Filippo Baldi, ex grande promessa del tennis italiano che oggi sgomita nei tornei minori, sta cercando una strada per arrivare al top. “E’ dura trovare il giusto feeling con un coach. Donati, Quinzi e Napolitano? Rivalità sana, ognuno segue il proprio percorso. Il mio comportamento? Avete ragione, ma…”Secondo i piani, Filippo Baldi, 20 anni, questa settimana avrebbe dovuto giocare sui campi di Church Road, il torneo più famoso del mondo. Invece affronterà l’americano Morgan Mays, numero 2029 del ranking mondiale, nel primo turno del Bema Futures 2016, 10.000 dollari organizzato dal Circolo Tennis Albinea, a Reggio Emilia. Questo perché, a discapito di una carriera juniores apprezzabile, con semifinali all’Australian Open e a Wimbledon, attualmente è solo il numero 669 del ranking ATP. L’abbiamo incontrato al Challenger dell’Aspria Harbour Club di Milano per capire cosa (fin qui) non ha funzionato. “Sto giocando meglio rispetto all’ultimo mese e mezzo. Qui ho vinto una bella partita, ho perso all’ultimo turno di qualificazioni contro un buon giocatore e ho raggiunto la semifinale nel doppio. Credo di avere ancora molto lavoro davanti a me per sviluppare il mio tennis e trovare una nuova situazione di allenamento che mi consenta di lavorare sereno per migliorare ogni giorno”. Il doppio l’ha giocato con il suo grande amico Gianluigi Quinzi col quale vinse la Davis Cup junior nel 2012: “Io e Gianluigi abbiamo un ottimo rapporto, ci conosciamo da 10 anni. Mi piace giocare il doppio con lui, ci divertiamo molto in campo e fuori”.

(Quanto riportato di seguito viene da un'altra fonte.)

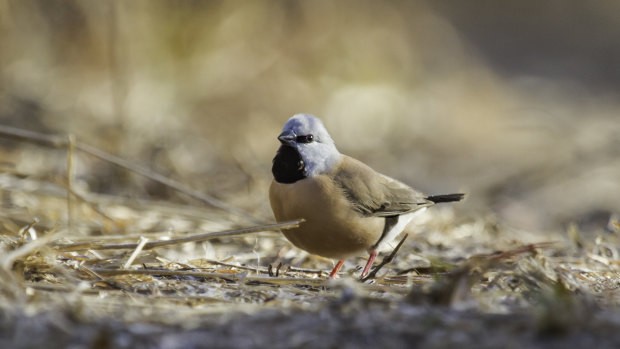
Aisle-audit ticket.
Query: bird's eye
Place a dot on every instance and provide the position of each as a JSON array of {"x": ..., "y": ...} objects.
[{"x": 305, "y": 139}]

IL CONFRONTO CON GLI ALTRI
Filippo e Gianluigi non sono i soli ad aver iniziato un percorso insieme verso il mondo dei professionisti. Negli ultimi anni si è sempre parlato di quattro giocatori, due classe 1995 e due classe 1996, nella speranza che potessero diventare, con le dovute proporzioni, i Fab Four del tennis italiano: Matteo Donati, Stefano Napolitano, Gianluigi Quinzi e appunto Filippo Baldi. Come era prevedibile, i quattro hanno preso strade diverse. Non ci sono dubbi che in questo momento Matteo Donati stia davanti a tutti: parlano i risultati e di conseguenza la classifica, ma è interessante ascoltare il parere di Filippo sull’argomento: “Ognuno sta percorrendo la propria strada, c’è chi vince prima, c’è chi vince dopo. Il percorso per diventare giocatore di tennis è molto lungo. Per arrivare al livello che conta bisogna vincere tante partite e tanti tornei. Ognuno pensa alla propria strada, com’è naturale che sia. Tra di noi c’è la giusta competizione, ma non è una gara. Io faccio di tutto per andare nella giusta direzione.”

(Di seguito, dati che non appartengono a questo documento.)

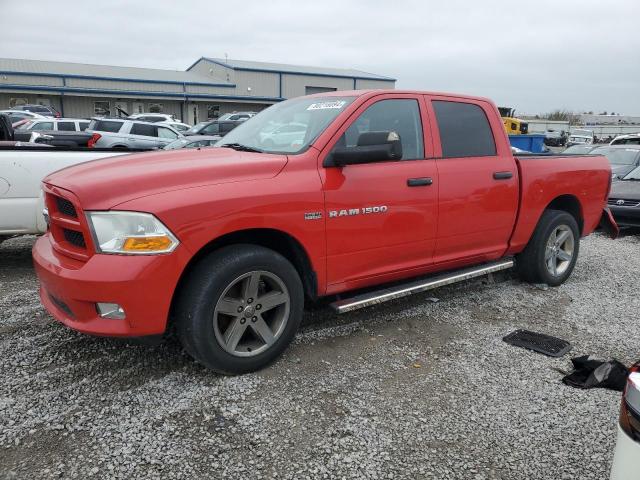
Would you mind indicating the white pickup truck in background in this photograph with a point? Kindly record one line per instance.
(21, 173)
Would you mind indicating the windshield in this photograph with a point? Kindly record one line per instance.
(576, 149)
(618, 156)
(287, 127)
(179, 143)
(633, 174)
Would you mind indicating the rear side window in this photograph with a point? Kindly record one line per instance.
(105, 126)
(144, 129)
(464, 130)
(213, 128)
(67, 126)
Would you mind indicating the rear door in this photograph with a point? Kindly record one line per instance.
(478, 180)
(381, 217)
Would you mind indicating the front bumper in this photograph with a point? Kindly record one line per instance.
(143, 285)
(625, 459)
(626, 216)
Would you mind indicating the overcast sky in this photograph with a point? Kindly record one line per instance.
(535, 56)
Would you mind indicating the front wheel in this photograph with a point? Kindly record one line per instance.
(551, 254)
(239, 308)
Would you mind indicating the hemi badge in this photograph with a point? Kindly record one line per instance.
(313, 215)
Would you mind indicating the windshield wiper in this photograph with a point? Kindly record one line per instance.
(241, 148)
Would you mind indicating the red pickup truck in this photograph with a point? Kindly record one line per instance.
(316, 196)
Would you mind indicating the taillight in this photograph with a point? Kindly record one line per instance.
(630, 409)
(92, 141)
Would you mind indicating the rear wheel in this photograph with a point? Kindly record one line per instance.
(552, 251)
(239, 309)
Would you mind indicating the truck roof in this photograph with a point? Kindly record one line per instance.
(373, 92)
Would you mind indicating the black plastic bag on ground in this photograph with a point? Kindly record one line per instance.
(592, 373)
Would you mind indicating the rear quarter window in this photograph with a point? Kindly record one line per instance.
(464, 130)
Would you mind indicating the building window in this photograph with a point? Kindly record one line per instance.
(311, 90)
(14, 102)
(101, 108)
(213, 111)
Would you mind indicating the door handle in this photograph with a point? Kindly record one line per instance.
(502, 175)
(419, 182)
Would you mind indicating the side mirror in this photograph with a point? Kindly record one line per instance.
(371, 147)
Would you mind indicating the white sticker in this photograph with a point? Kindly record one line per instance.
(338, 104)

“FACILE GIUDICARE DA FUORI”
Una direzione che, nel suo caso, qualche volta prende la strada sbagliata. Un tema delicato per cui spesso viene criticato: il suo comportamento in campo. Lui sorride, ne è cosciente. Nella partita al Challenger di Milano, Filippo ha preso prima un warning per lancio di racchetta e successivamente un penalty point per un diverbio con il padre che si è concluso con un gestaccio. Da quel momento ha impiegato un po’ a rientrare nel match, ma grazie al supporto di Quinzi (che lo ha caricato dopo ogni punto) i due sono riusciti a portare a casa l’incontro. “So di essere criticato per il mio atteggiamento e so anche che devo migliorare sotto questo punto di vista. Però io sono a conoscenza di quello che succede dentro al campo e conosco le emozioni. Il pubblico non può capire certe situazioni che si creano. Siamo tutti bravi a giudicare da fuori”. Nell’ultimo periodo, Filippo ha cambiato anche diversi coach, perché tanti ti accolgono a braccia aperte ma sono anche sufficientemente abili nel mollarti quando la strada comincia a salire, soprattutto se il carattere da gestire non è dei più semplici: “Non è facile lavorare con una persona 365 giorni all’anno. Devo ancora trovare il giusto equilibrio e mi auguro che la prossima sia la volta buona. Io farò di tutto per tirare fuori il meglio. Per quanto riguarda il futuro non ho grandi aspettative, il mio obiettivo è semplicemente lavorare ogni giorno per poter migliorare”. Un impegno naturale per chi ha una chance di sbarcare nel mondo del tennis che conta e doveroso nei confronti dei sacrifici dei genitori e di un padre che non si nasconde quando dice di “essere disposto a tutto pur di garantire a mio figlio la chance di diventare un buon giocatore professionista. Perché? Perché se lo merita”.